Servicedeskpay@protonmail.com Ransomware might look like a new infection, but it belongs to the Scarab Ransomware group and happens to be a new version of the previously released malicious programs. In fact, some security applications might detect this program as the Scarab.A Ransomware infection. The bottom line is that no matter which name this infection might use, you have to remove Servicedeskpay@protonmail.com Ransomware from your system immediately. Please note that it might not be possible to restore some of your files, but that is the risk everyone must face when they get infected with ransomware.
Although there are quite a few ways for ransomware to reach its victims, we believe that Servicedeskpay@protonmail.com Ransomware uses the most common method to infect target computers. It is very likely that the program comes with spam email attachments or through corrupted Remote Desktop Protocol connections. This actually means that rather than targeting individual users, the program might be aiming to infect corporate computer systems. After all, if you infect a computer system that belongs to a business corporation, there is a bigger chance that they would pay the ransom. And the ransom money is the main reason ransomware is so prevalent these days.
How is it possible to avoid getting infected with Servicedeskpay@protonmail.com Ransomware? You just need to refrain from opening unfamiliar files. For instance, if you receive a file from an unfamiliar sender, you should consider scanning the file with a security program first. It should help you prevent such ransomware programs from entering your system. Also, please be sure to delete spam emails the moment you receive them. After all, the moment you open the installer file, the infection slithers into your system, and it can hardly be stopped.
When it enters the target system and gets installed on it, Servicedeskpay@protonmail.com Ransomware scans the computer looking for all the files it can encrypt. When the encryption is complete, the affected files will have a new appendix to their names. For instance, a flower.jpg filename after the encryption would look like flower.jpg.sdk. If a different thumbnail or file icon were not enough for you to tell that the files have been changed, then the new appendix should make it quite obvious.
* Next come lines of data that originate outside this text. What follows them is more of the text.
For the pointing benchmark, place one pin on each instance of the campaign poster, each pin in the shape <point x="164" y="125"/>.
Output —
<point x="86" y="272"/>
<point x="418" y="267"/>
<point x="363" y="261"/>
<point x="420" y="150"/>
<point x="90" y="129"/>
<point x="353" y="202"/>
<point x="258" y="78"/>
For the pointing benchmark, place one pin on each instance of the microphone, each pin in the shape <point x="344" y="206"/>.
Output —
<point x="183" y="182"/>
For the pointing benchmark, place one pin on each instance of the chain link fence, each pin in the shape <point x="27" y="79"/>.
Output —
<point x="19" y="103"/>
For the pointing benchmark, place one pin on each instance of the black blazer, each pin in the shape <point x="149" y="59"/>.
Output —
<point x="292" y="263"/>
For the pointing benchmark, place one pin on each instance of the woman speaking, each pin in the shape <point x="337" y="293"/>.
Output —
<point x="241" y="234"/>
Servicedeskpay@protonmail.com Ransomware also has the audacity to claim in its ransom note that the files “have been encrypted due to a security problem with your PC.” Needless to say, your main security problem was that you accidentally allowed this program to enter your system. Other than that, the infection would not have had any legal grounds to encrypt your files. It cannot “punish” you for not having an antivirus program or anything like that.
You can follow the manual removal instructions below this description to remove Servicedeskpay@protonmail.com Ransomware from your computer. You can also remove the infection with a licensed antispyware application that would delete all the malicious files for you automatically.
If you have a file backup in an external hard drive, you can delete the encrypted files and transfer healthy copies into your computer. But don’t forget to do that only after you remove the malicious infection!